As we can see, this is not a meaningful example

In [None]:
# sns has default datasets available for data analysis: https://seaborn.pydata.org/generated/seaborn.load_dataset.html
# Using these random datasets, we can create an example with meaning
flights = sns.load_dataset("flights")
flights = flights.pivot("month", "year", "passengers")
ax = sns.heatmap(flights)

<a id='customization'></a>
# Customization
____

As you saw above, there was a decent amount of customization in the plots that we've created. 
So how do you generally think about customization?

<font color='red'> [ Your-Response-Here ] </font>

**Note:** We can use matplotlib's customization properties to wrap around seaborn plots. So, essentially matplotlib allows you to customize matplotlib <b>and</b> seaborn plots!

**Setting x and y ticks manually:** 
Use plt.xticks and plt.yticks to set the location and labels on the x and y axes.
* yticks Documentation: https://matplotlib.org/api/_as_gen/matplotlib.pyplot.xticks.html
* xticks Documentation: https://matplotlib.org/api/_as_gen/matplotlib.pyplot.yticks.html

That's how we were able to reduce the number of dates being plotted above in the time series analysis.

**Color:**
Every plotting function will accept a color function: 
* As a color map (for multiple plots on the same plot you need to specify different colors)
* As an argument for a single plot on a plot (usually the c or color parameter which you pass a string to)

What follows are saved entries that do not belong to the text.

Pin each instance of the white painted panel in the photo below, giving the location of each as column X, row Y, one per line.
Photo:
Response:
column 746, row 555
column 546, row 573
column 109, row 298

Here are some common colors that you can use: https://matplotlib.org/2.0.2/api/colors_api.html
There are a large variety of different color mappings that you can specify: https://matplotlib.org/tutorials/colors/colormaps.html

**Legend:**
Usually it's good practice that if you have multiple plots on the same plot, you should provide a legend to denote which plot is being referred to.

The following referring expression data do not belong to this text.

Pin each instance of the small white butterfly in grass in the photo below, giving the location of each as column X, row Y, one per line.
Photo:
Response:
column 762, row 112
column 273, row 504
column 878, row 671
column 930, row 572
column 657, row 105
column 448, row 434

Documentation: https://matplotlib.org/api/_as_gen/matplotlib.pyplot.legend.html

This function takes usually two arguments: a list of handles, and a list of labels
 * Handles: these are the plot objects themselves
 * Labels: what do we want to label these plots as?

There's a lot more that you can do to customize your plots apart from what is listed here. The best way to figure out customization schemes is to experiment on given dataset to determine the best possible way to describe the data.